Some days just suck!  It's just that simple.  Some days I just want to bury my head in the sand and pretend that my life isn't what it is.  Actually that should read some weeks I just want to bury my head.  But life has a funny way of keeping you from doing that.  Life, or should I say reality, has a way of rearing it's ugly, and I do mean UGLY, head and slapping you in the face.  Since Joe's death I have tried very hard to keep focused on dealing with the grief by attending regular counseling, talking to family and friends when needed, getting out and not staying in seclusion.  Trying very hard to go on with as much of a normal schedule while at the same time working to create a "new normal" for myself.   However, the last couple of weeks circumstances have made me realize that I have probably just been going through the motions and not really accepting some things that have obviously been inevitable.  I wish I could be specific, but it would probably only make some people uncomfortable and ultimately hurt some feelings.  I don't need to carry that burden too.   However, accepting reality is never a bad thing even if it means making big changes.  Changes that might not be popular but might be necessary for me and my mental health.  I have had an incredible amount of support from family and friends and I will never be able to adequately thank them or show my appreciation.  I owe a large debt of gratitude to so many people.  That is what has made the last couple of weeks so hard.  In order for me to heal more completely, I may have to alter some relationships.  That thought is as painful as continuing on the same course I've been on.  I know this isn't making any sense.  I've re-read it three times and even I know it's rambling.  But when I ramble, even if it makes no sense, I feel better.  So a rambling I will go!
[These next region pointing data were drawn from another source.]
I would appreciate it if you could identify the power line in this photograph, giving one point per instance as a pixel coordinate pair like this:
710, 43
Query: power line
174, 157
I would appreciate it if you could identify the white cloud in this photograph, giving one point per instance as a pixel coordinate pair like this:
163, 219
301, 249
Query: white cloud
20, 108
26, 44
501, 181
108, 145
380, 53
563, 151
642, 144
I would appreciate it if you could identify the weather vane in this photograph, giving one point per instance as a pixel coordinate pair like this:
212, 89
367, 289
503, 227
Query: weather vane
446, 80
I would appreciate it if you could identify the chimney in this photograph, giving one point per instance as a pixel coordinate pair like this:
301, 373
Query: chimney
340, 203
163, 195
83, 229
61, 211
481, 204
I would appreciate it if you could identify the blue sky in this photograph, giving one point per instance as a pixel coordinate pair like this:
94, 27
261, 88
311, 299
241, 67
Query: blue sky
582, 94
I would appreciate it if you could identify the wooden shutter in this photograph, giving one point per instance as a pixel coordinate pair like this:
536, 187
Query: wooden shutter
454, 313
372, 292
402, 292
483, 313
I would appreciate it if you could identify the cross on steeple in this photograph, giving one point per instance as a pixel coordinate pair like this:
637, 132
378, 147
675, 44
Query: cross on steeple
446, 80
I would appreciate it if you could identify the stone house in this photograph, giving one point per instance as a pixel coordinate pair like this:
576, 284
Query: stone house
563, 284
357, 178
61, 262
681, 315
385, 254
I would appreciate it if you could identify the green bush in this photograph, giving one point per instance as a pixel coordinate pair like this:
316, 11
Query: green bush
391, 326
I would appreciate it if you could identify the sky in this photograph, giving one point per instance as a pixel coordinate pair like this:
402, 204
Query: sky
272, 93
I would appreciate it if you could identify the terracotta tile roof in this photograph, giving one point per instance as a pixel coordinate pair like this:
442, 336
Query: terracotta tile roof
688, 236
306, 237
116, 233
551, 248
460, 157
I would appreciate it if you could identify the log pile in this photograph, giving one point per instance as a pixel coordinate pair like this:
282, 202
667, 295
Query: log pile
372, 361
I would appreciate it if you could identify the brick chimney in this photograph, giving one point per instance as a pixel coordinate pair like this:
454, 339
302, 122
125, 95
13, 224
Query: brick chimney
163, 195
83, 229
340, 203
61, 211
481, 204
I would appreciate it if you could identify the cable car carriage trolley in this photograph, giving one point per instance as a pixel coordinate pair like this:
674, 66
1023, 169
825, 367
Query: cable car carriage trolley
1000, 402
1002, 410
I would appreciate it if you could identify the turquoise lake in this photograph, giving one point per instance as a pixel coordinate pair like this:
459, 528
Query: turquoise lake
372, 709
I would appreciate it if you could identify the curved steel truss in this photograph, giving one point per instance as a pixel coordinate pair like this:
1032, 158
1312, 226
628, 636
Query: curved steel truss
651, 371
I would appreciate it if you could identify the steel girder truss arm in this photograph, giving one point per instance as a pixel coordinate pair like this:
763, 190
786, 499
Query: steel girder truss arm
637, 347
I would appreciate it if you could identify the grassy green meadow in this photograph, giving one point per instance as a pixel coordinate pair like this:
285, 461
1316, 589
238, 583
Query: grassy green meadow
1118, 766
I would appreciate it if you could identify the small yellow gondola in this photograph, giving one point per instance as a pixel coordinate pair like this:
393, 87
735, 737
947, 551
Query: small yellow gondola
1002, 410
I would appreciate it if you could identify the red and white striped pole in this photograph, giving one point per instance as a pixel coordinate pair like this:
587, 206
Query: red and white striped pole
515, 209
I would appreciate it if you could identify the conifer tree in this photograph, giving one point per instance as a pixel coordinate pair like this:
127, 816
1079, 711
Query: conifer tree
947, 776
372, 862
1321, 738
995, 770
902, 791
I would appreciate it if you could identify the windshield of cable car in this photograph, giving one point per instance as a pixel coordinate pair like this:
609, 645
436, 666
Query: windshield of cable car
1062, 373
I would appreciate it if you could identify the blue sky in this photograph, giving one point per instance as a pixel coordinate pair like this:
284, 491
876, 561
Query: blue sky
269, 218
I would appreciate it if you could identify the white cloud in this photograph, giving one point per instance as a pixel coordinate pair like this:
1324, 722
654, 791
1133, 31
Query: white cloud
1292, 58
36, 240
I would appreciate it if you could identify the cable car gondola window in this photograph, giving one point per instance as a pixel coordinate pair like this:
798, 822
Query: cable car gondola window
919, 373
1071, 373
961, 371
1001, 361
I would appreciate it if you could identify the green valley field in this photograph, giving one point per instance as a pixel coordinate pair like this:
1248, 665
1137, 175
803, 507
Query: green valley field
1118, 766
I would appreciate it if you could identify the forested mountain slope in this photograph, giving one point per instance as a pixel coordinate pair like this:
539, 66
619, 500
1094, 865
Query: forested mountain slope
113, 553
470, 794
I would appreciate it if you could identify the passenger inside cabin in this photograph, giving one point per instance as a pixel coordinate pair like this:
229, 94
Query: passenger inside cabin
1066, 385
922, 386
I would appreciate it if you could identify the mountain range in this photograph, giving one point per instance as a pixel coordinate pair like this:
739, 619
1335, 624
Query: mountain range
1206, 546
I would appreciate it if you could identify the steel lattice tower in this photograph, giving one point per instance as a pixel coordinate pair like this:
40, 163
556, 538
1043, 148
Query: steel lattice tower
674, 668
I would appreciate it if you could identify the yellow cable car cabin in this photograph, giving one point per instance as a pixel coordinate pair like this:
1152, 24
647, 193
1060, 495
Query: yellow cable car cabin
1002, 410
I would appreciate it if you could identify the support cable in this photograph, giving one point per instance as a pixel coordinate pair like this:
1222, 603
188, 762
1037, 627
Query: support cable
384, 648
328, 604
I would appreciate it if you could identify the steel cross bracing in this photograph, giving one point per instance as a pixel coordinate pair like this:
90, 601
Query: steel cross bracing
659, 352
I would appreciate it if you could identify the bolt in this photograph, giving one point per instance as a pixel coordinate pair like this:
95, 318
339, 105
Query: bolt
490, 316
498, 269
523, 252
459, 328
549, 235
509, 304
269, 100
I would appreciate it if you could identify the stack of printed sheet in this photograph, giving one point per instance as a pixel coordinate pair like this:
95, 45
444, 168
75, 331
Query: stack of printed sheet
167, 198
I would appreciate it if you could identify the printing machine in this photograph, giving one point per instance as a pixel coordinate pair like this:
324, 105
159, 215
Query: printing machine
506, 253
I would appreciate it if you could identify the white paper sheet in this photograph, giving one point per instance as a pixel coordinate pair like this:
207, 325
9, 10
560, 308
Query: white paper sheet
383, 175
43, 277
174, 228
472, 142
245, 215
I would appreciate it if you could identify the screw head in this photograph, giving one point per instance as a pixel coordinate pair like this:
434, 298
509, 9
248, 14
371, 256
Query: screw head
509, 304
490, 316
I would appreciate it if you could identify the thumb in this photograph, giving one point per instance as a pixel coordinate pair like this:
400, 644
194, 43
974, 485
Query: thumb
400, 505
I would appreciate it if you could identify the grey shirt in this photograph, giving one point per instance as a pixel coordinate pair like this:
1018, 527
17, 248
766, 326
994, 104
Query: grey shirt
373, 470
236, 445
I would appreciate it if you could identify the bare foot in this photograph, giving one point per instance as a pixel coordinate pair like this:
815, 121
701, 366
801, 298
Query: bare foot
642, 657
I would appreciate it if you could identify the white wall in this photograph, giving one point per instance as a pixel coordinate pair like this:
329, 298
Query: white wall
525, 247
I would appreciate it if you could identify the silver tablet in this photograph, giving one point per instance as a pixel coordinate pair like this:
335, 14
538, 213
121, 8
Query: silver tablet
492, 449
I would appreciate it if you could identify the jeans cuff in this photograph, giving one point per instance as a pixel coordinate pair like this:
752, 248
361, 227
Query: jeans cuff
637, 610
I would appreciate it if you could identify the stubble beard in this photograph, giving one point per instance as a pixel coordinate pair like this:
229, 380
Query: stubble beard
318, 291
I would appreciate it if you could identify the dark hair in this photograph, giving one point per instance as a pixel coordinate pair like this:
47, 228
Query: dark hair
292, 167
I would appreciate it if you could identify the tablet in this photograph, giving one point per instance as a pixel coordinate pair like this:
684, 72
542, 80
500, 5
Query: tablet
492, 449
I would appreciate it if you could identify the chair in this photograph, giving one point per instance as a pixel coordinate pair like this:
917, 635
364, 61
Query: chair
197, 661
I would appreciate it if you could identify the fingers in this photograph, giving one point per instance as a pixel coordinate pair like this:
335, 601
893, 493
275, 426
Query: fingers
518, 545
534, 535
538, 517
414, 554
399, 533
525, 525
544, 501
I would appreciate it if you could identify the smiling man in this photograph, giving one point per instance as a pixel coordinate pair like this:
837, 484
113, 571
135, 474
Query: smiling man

So what do you do when you know what ultimately would be best for you but at the same time you know that that decision would be the least popular with others and most likely would cause hurt feelings?  Really what do you do?  I have always been a very selfish person.  I was constantly reminding Joe of that but he would always disagree.  Love can be so blind.  It was only after his diagnosis that I truly learned what it was like to think of someone else before yourself.  Even though the circumstances were awful, it actually felt good to think of someone else first.  Not be so self centered.  Since his death, I have of course thought about myself, but only with regard to grief.  Not really what is best for me.  Just getting through each day.  One step at a time.  I've made so many bad decisions in my life that I always question myself.  Since Joe's death, I have second guessed every decision I have made.  Life with Joe made it so easy.  He always knew the right decision.  He always knew when to reign me in.  When to say "Now Jeff....".  Back on my own I am so afraid of making a bad decision that I haven't made any decisions.  I've just gone on like nothing has changed except Joe isn't by my side.  Doing the same things, going to the same places.  Assuming that doing what Joe and I always did would be the best thing for me.  But I think now it was just another form of denial.  The last couple of weeks, that veil of denial has been slipping from in front of my eyes.  But the veil may still be wrapped around my heart.  I keep thinking "what would Joe want me to do?".  But I need to start thinking "what does Jeff need to do?".   Heck, I can't even commit to where to go for a week's vacation this summer.  How's that for non-committal?  Aarrrrrrrgggggggghhhhhhhhh!   Maybe a white jacket with really long sleeves in a nice padded wall room is in order.

I've rambled enough.  If I can just make it through to May 31st and the Relay for Life event.  That is still the most important thing for me right now.  It's sort of a finish line to reach.  I hope to raise a lot more money although I have done very well and as of today have moved into the #3 slot for individual fund raisers out of the 240+ participants.  Now I have to focus on the #2 slot.  Although I need to focus on what is best and right for me, I also can't go more than a minute without remembering why I have these feelings.  Joe died of pancreatic cancer.  All around the world, every day people are faced with the same circumstances that Joe and I faced in November of 2010.  Every day untold numbers of people have their lives turned upside down just like we did.  Every day, people die from a form of cancer.  Every day, their families grieve.  Every day.


Thank you to everyone who continues to remember Joe and to everyone who continues to remember me in their prayers.  Your support is invaluable to me.